Не успел Матвей Серафимович дать ответа самозванной ПрЫнцессе - Змей Горыныч, с испуганным ревом стал заходить на посадку, по запаху, родному и близкому.
- Ложись! - заорала бабуся и как тресь Матвея метлой по башке, что тот сразу и слег, лег, вернее, а старушенция, приманила горыныча и тихо шепнула ему: - Ты давай-ка милок, тащи ентого ко мне в избу, а там разберемси, какая-такая жаба у него там, чую, самозванка, какой из него счетовод и вообще, всяк мужик в доме пригодится.
Горыныч дыхнул огнем и, схватив Матвея, полетел к лесу. Старушенция, тоже, оседлав метлу, полетела следом за ними, забыв впопыхах про ступу.
Избушка на курьих ножках едва успела отпрыгнуть в сторону - Горыныч не утруждал себя точностью посадки. Трехглавый выплюнул из пасти Средней головы бухгалтера и принялся отплевываться, бормоча:
- Ну, зараза, и перемазался весь...
- Как дерьмецо? - поинтересовалась Левая голова, а Правая тихонько захихикала.
- Свое, не пахнет, - заявила средняя голова и Горыныч, взмахнув перепончатыми крыльями, взмыл в небо.
Старуха оказалась сильна: схватив Матвея подмышку, потащила к избушке.
- Енто еще кто такив будя? - спросила избушка, не собираясь открывать дверь и так сказать, спускать трап.
- Кто такив, кто такив, - проворчала бабуся, - свой. Давай, впускай уже, тяжело же.
Матвей, тем временем, стал очухиваться и первым делом, ему в нос ударил запашок Василисы Прекрасной.
- Милок!
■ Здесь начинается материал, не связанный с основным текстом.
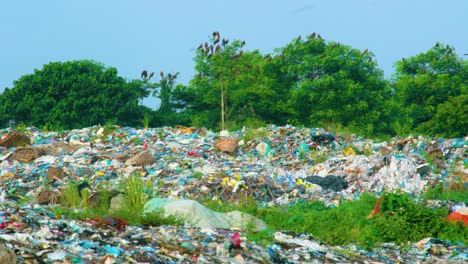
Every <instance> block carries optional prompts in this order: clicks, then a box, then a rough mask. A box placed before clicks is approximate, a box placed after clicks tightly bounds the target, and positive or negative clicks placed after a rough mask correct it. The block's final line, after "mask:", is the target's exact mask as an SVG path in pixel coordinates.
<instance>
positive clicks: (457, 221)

Очнулси? - заулыбалась бабуся, но радовалась она зря, Матвей вновь скосил глазки и повис на ее руках.
Последнее что мелькнуло в помутневшем от запаха мозгу было: вот дремучая дезиком хоть бы попрыскалась.
- Угорел чёли? - забеспокоилась старая и ну на избушку орать. - Отворяйся, тудыть-растудыть, отродье риелтерско! Жанеху худо, а она, гляди-кось - выпендриваца надумала! Я тте лапы курячьи повыдерну, случись чё!
- Чё орешь! - раздалось из избушки.
- Тебя тока не хватало, ирод! - взвизгнула бабка в ответ. - Какого лешего приперся - вали к своей жабе!
- Заткнитеся! -включилась в беседу избушка. - У меня щас крыша съедит! Триста лет терпела семейку вашу долбанутую и - чё!? По новой чё ль!?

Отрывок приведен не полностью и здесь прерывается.